Ihm besteht das Kunstgeheimnis im "vokalen Grund" der Instrumental-Werke, und zwar aus den Worten der "gantzen Heiligen Schrifft Deutsch". Weil das Wohltemperierte Klavier aus 24 Präludien und Fugen besteht, wie das Lukas-Evangelium aus 24 Kapiteln. Und auch, weil Sattler die Luther-Bibel in einer Edel-Ausgabe verlegt hat, in 22 Bänden, die Zahl der hebräischen Buchstaben. Das war ein ruinöses Projekt, eine Bußübung, und eine Frucht des Zorns: Marcel Reich-Ranicki hatte, flapsig, Hölderlin einen Schreibtischtäter genannt!, in einer Rede!, vor großem Publikum!, in Homburg!, nein!, das ist nichts, worüber Sattler hinweg wäre, nein, gerade Hölderlin!, auch heute noch, "ich hatte damals die Lust verloren", sagt er, vor 14 Jahren. Alles wankte, kam ins Stocken. Und Sattler stürzte sich in die Bibel-Arbeit.

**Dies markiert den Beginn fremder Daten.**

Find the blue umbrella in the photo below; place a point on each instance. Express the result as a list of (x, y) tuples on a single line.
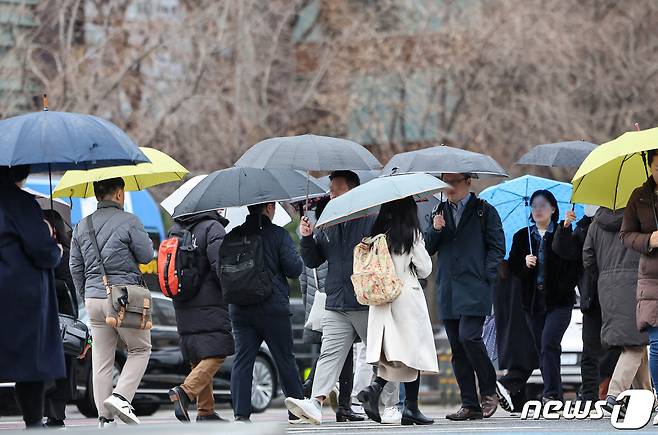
[(512, 201), (59, 141)]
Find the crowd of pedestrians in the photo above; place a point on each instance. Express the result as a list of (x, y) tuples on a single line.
[(531, 295)]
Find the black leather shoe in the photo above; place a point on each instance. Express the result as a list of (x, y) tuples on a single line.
[(369, 399), (346, 414), (411, 415), (212, 418), (465, 414), (181, 404)]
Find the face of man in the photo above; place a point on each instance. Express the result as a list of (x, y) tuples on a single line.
[(337, 187), (460, 186)]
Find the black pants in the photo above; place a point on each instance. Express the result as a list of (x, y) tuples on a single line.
[(250, 330), (345, 381), (548, 328), (469, 358), (30, 398)]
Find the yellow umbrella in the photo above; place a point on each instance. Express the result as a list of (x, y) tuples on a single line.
[(162, 169), (613, 170)]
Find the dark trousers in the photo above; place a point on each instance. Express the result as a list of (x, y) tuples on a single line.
[(469, 358), (250, 332), (548, 328), (345, 381), (30, 398)]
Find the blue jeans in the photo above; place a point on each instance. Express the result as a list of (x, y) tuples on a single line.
[(653, 355)]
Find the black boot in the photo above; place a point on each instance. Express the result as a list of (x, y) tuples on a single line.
[(369, 399), (411, 415)]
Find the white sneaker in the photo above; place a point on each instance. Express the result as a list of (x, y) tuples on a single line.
[(122, 409), (392, 415), (306, 409), (104, 423), (504, 397)]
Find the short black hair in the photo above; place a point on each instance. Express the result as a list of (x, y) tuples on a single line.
[(651, 154), (351, 178), (105, 188), (258, 208), (14, 174)]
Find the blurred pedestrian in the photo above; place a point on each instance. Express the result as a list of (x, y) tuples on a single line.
[(32, 352), (63, 390), (468, 236), (639, 231), (345, 317), (615, 268), (400, 335), (268, 321), (311, 282), (548, 283), (202, 319), (123, 244)]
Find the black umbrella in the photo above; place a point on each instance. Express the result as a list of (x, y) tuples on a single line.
[(237, 187), (560, 154)]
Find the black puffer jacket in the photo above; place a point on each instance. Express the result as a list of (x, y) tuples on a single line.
[(203, 322), (561, 273), (335, 245)]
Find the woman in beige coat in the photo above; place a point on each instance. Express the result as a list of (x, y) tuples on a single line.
[(400, 336)]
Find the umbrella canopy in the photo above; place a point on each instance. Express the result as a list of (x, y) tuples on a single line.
[(512, 201), (613, 170), (235, 215), (60, 141), (364, 177), (236, 187), (161, 169), (58, 205), (441, 160), (366, 198), (309, 153), (560, 154)]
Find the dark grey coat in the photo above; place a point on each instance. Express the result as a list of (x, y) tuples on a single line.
[(203, 321), (468, 260), (124, 245), (335, 245), (312, 281), (615, 267)]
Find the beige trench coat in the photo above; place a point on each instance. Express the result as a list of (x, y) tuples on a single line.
[(400, 336)]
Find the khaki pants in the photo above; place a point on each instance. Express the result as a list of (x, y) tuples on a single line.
[(138, 345), (632, 370), (199, 384)]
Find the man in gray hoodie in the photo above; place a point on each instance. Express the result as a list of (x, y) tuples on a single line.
[(123, 244)]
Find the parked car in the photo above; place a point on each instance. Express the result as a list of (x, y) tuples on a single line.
[(167, 368)]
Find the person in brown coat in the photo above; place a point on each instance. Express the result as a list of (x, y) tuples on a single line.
[(639, 231)]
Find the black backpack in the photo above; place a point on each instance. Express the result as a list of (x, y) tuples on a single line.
[(242, 273), (178, 264)]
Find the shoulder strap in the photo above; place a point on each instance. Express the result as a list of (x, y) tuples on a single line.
[(97, 251)]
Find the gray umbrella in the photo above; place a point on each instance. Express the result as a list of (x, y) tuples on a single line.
[(441, 160), (560, 154), (237, 187), (309, 153)]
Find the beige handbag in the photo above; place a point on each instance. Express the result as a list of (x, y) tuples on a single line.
[(128, 305)]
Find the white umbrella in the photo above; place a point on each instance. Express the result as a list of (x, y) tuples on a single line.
[(235, 215)]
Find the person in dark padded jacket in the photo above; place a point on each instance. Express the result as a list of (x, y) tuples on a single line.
[(203, 321), (269, 320)]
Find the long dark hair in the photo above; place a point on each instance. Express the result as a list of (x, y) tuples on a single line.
[(399, 221), (555, 217)]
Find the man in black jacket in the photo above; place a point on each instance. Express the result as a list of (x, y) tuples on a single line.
[(203, 322), (268, 321), (468, 236), (345, 317)]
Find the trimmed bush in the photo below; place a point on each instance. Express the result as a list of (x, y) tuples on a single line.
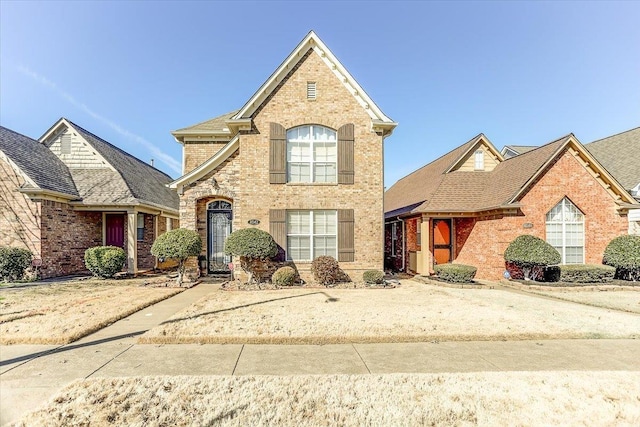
[(13, 263), (623, 253), (284, 276), (326, 270), (373, 277), (104, 261), (178, 244), (532, 255), (455, 273), (252, 245), (586, 273)]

Das alte Bauernhaus. Der Strohhut ist ihm wichtig: Er verlässt es nie ohne. Der Garten, den er dem kargen Boden abgerungen hat, Hochbeete aus Feldstein, es grünt. Er lobt seine handwerklichen Fähigkeiten nicht ohne das diesbezügliche Unvermögen seiner Frau zu erwähnen. Margret Sattler scheint das zu kennen. Sie weiß, was es soll. Sie sagt nichts dazu. Woher jetzt das Wort vom gütigen Schweigen.

"Es ist schwierig, mit ihm auszukommen", sagt Bennholdt-Thomsen. Den Satz bekommt oft zu hören, wer sich nach Sattler erkundigt, wenn auch meist nicht zitatfrei: Wer ihn mag, bewundert seinen Enthusiasmus, seine Gabe "Dinge zu erkennen, die wir nicht sehen" - und hat Sorge, ihn zu kränken. "wozu auf der einen seite bewunderung, die ich mir nur rückhaltlos, und ablehnung auf der anderen, die ich mir ebenso nur als eine gänzliche vorstellen kann", blafft er in konsequenter Kleinschreibung per Mail einen Rezensenten an, der ihm devot anvertraut hat, in den Hölderlin-Bänden 7 und 8 auch Nachteile zu sehen. "Diese Bände", sagt Bennholdt-Thomsen deutlicher, "waren eine Enttäuschung". Sie schienen Verrat am Ansatz, sie fügten die späten Fragmente zusammen, eigenmächtig, behaupteten Deutung. "Wir sind auf dem Irrweg zur Wahrheit", sagt Sattler. Ihm sind diese Bände das Herzstück. Bennholdt-Thomsen nennt sie "divinatorische Versuche".

Divinationsgabe erklären alte Lexika als "Ahnungsvermögen", als "Weissagungskraft" oder "Inbegriff aller auf die Mantik bezüglichen Erscheinungen". Mantik gilt nicht als akademische Methode. Sie ist stets auch Pose - der Intuition und der Allmacht des Gedankens. Und sei es als Scherz, als Schwank, den er gern erzählt. Klar: Es war einmal schiere Blödelei, beim gemeinsamen Tennisgucken, 1991, das Finale, "und ich", sagt Sattler, "hab Ivan Lendl bei jedem Aufschlag einen Tick, so", er wischt durch die Luft, "auf die Schulter gegeben". Er grient. "Fies, nicht?" Sattler hat damals Lendl geschlagen, und Hölderlin Wimbledon gewonnen. Für Boris Becker aus Leimen.